In June, the High Court agreed with the request by the families of Gladys Richards, Arthur Cunningham and Robert Wilson for new inquests to be held into their deaths.

Inquests were originally held into Ms Richards’s death in April 2013 and into Mr Cunningham and Mr Wilson’s deaths in March and April 2009.

The 2018 report said there was “a disregard for human life and a culture of shortening lives of a large number of patients” at the hospital.
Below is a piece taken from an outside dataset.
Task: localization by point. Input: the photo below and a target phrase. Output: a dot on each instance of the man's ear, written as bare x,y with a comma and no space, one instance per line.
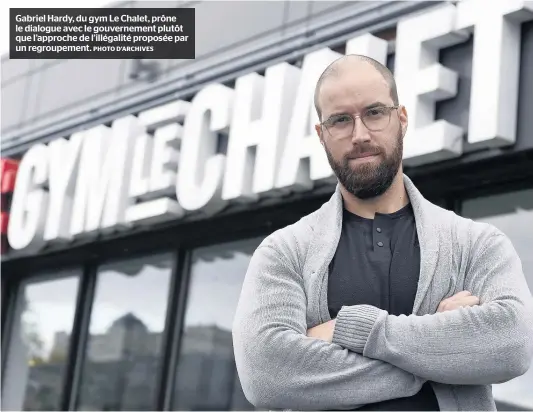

It stated there was an “institutionalised regime of prescribing and administering ‘dangerous doses’ of a hazardous combination of medication not clinically indicated or justified”.

The inquiry, led by the former bishop of Liverpool James Jones, did not ascribe criminal or civil liability for the deaths.

The families say repeated ineffective investigations into hundreds of deaths at the hospital have left them without any justice or closure and have called for a new judge and jury inquest to be held rather than it be conducted by a coroner.